Question 6: What Happens to This Shoe at the End of Its Life?

A truly circular product has a plan for what happens when it can no longer be used. This might be a take-back program, a recycling partnership, or a design that allows components to be separated and processed individually. Shoes that combine multiple material types bonded together are notoriously difficult to recycle. Shoes designed with separable components are inherently more recyclable.

What Seyes does: Because the sole and upper are separate components, each can be processed independently at end of life. There is no need to separate glued-together layers of mixed materials. The modular architecture is not just a style feature. It is a structural advantage for circularity.

Question 7: What Is the Real Cost Per Wear?

Sustainability and financial intelligence often point in the same direction. A shoe that costs CHF 120 and lasts one season has a higher cost per wear than a sole that costs CHF 90 and lasts three years, with uppers added at CHF 35 to 50 each. As detailed in the Seyes cost comparison analysis, the modular system can save a Swiss woman up to CHF 1,470 over three years compared to conventional sandal purchasing patterns. That is not a small number. It is a structural financial argument for buying better and buying less.

The Greenwashing Checklist: A Quick Reference Table

Use this table the next time you are evaluating a shoe brand. The more honest answers a brand can give, the more credible its sustainability claims are.

Question Greenwashing Red Flag Genuine Signal
Where is it made? Vague or no answer Named factory, named country with standards
What are the vegan materials?
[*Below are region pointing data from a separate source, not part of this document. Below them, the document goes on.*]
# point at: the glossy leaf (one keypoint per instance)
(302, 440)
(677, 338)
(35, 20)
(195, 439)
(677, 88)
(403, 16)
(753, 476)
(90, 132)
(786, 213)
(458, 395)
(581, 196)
Just says vegan, no material detail Named materials, REACH or similar certification
Can it be repaired? No repair option, no warranty Warranty, replacement parts, repair program
Third-party recognition? Self-declared eco labels only B Corp, GOTS, REACH, institutional accreditation
Carbon reduction or just offset? Offset claims with no source reduction Shorter supply chains, published footprint data
End of life plan? No take-back, no recycling info Separable components, take-back or recycling program
Real cost per wear? Low upfront price, high replacement rate Higher durability, modular replacement, long warranty

Why Seyes Passes the Test and What That Means for You

Running Seyes through all seven questions produces a consistent picture. The brand does not rely on vague language or self-issued labels. It answers the hard questions with structural product decisions: a modular system that reduces waste by design, European manufacturing that shortens supply chains, vegan materials that are skin-safe and breathable, a 2-year warranty that signals confidence in durability, and institutional accreditation from Swiss organizations that have no incentive to flatter a startup.

None of this means Seyes is perfect or that it claims to be. Genuine sustainability is a direction, not a destination. But the difference between a brand that is moving in that direction and one that is simply using the vocabulary of sustainability is visible when you ask the right questions.

The Roma sandal is the clearest expression of this philosophy. One sole. Interchangeable uppers in over a dozen colors and finishes. A system that lets you build a complete shoe wardrobe without building a pile of discarded pairs. Designed in Switzerland. Made in Spain. Backed by a 2-year warranty and a modular architecture that makes both repair and style evolution structurally simple.

For women who want to make conscious purchasing decisions without sacrificing style or versatility, the question is not whether you can afford to buy sustainably. The question is whether you can afford to keep buying the way most of the industry wants you to.

  • One sole replaces the need for five separate pairs
  • Uppers from CHF 30 to 50 deliver a new look without a new shoe
  • Made in Spain with European quality standards and shorter transport routes
  • Vegan and breathable materials without harmful chemical processes
  • Swiss Innovation recognition and Suisse Startup Association membership
  • 2-year warranty as a structural commitment to longevity

Sustainability does not have to mean compromise. With the right system, it means buying smarter, spending less over time, and leaving a lighter footprint without giving up the freedom to express your personal style every single day.